Intestinal dysbiosis in preterm infants preceding necrotizing enterocolitis: a systematic review and meta-analysis

Abstract

Background: Necrotizing enterocolitis (NEC) is a catastrophic disease of preterm infants, and microbial dysbiosis has been implicated in its pathogenesis. Studies evaluating the microbiome in NEC and preterm infants lack power and have reported inconsistent results.

Methods and results: Our objectives were to perform a systematic review and meta-analyses of stool microbiome profiles in preterm infants to discern and describe microbial dysbiosis prior to the onset of NEC and to explore heterogeneity among studies. We searched MEDLINE, PubMed, CINAHL, and conference abstracts from the proceedings of Pediatric Academic Societies and reference lists of relevant identified articles in April 2016. Studies comparing the intestinal microbiome in preterm infants who developed NEC to those of controls, using culture-independent molecular techniques and reported α and β-diversity metrics, and microbial profiles were included. In addition, 16S ribosomal ribonucleic acid (rRNA) sequence data with clinical meta-data were requested from the authors of included studies or searched in public data repositories. We reprocessed the 16S rRNA sequence data through a uniform analysis pipeline, which were then synthesized by meta-analysis. We included 14 studies in this review, and data from eight studies were available for quantitative synthesis (106 NEC cases, 278 controls, 2944 samples). The age of NEC onset was at a mean ± SD of 30.1 ± 2.4 weeks post-conception (n = 61). Fecal microbiome from preterm infants with NEC had increased relative abundances of Proteobacteria and decreased relative abundances of Firmicutes and Bacteroidetes prior to NEC onset.
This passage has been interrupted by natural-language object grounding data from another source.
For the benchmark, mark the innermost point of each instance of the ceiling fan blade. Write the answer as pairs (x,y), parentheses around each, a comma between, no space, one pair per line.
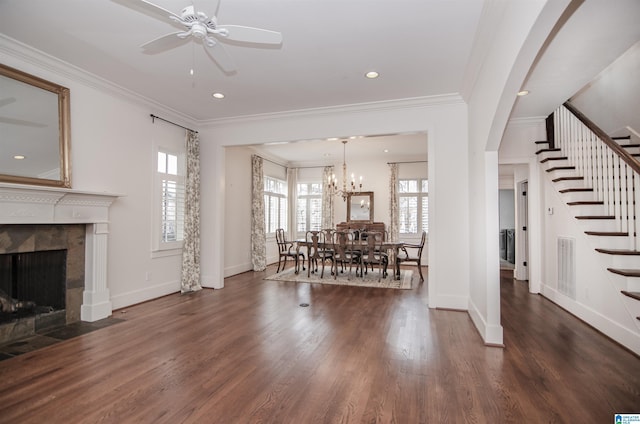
(21,122)
(7,101)
(215,4)
(148,8)
(251,35)
(219,55)
(164,43)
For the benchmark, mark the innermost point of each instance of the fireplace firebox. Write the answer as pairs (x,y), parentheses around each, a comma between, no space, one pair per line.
(34,280)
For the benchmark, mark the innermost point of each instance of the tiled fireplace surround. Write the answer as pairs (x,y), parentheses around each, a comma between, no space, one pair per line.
(40,218)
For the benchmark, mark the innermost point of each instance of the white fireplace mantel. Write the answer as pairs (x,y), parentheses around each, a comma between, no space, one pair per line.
(23,204)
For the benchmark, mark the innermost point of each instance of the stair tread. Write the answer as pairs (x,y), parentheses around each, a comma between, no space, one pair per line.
(556,180)
(635,295)
(560,168)
(545,160)
(586,203)
(625,272)
(622,252)
(547,151)
(607,233)
(575,189)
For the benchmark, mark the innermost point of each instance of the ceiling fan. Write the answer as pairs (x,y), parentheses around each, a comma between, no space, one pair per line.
(198,25)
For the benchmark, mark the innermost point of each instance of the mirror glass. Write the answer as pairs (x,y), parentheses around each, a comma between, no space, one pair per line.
(34,128)
(360,207)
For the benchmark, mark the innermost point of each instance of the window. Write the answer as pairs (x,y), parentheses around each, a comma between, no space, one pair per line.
(170,183)
(275,204)
(309,208)
(413,205)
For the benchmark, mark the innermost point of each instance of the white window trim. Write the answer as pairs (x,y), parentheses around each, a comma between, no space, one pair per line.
(279,196)
(159,248)
(307,197)
(419,194)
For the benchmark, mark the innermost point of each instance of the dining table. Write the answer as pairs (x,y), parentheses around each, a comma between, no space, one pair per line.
(390,246)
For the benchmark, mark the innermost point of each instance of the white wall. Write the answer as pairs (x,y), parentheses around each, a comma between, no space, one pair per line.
(237,231)
(511,36)
(443,119)
(612,99)
(112,151)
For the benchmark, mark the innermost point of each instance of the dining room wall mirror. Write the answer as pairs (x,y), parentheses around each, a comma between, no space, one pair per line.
(35,128)
(360,207)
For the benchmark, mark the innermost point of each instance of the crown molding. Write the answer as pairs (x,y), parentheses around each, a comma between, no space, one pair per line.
(398,104)
(25,53)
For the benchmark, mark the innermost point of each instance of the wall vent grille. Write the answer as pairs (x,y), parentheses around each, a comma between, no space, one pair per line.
(567,267)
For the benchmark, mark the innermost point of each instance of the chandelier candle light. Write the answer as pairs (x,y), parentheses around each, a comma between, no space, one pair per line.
(333,181)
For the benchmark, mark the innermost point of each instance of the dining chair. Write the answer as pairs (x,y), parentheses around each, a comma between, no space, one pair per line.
(344,252)
(412,255)
(373,255)
(286,249)
(318,249)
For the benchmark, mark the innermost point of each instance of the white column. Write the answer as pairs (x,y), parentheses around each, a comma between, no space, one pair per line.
(96,303)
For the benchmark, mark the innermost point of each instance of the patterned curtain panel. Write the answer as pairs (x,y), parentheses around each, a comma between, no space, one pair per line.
(258,232)
(393,203)
(292,210)
(327,199)
(190,278)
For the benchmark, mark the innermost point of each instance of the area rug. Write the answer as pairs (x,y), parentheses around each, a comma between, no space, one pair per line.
(369,280)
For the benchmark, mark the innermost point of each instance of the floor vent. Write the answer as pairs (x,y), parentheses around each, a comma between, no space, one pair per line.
(567,267)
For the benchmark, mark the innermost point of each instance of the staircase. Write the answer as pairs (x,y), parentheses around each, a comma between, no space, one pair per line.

Alpha- or beta-diversity indices in preterm infants with NEC were not consistently different from controls, but we found differences in taxonomic profiles related to antibiotic exposure, formula feeding, and mode of delivery. Exploring heterogeneity revealed differences in microbial profiles by study and the target region of the 16S rRNA gene (V1-V3 or V3-V5).

Conclusions: Microbial dysbiosis preceding NEC in preterm infants is characterized by increased relative abundances of Proteobacteria and decreased relative abundances of Firmicutes and Bacteroidetes. Microbiome optimization may provide a novel strategy for preventing NEC.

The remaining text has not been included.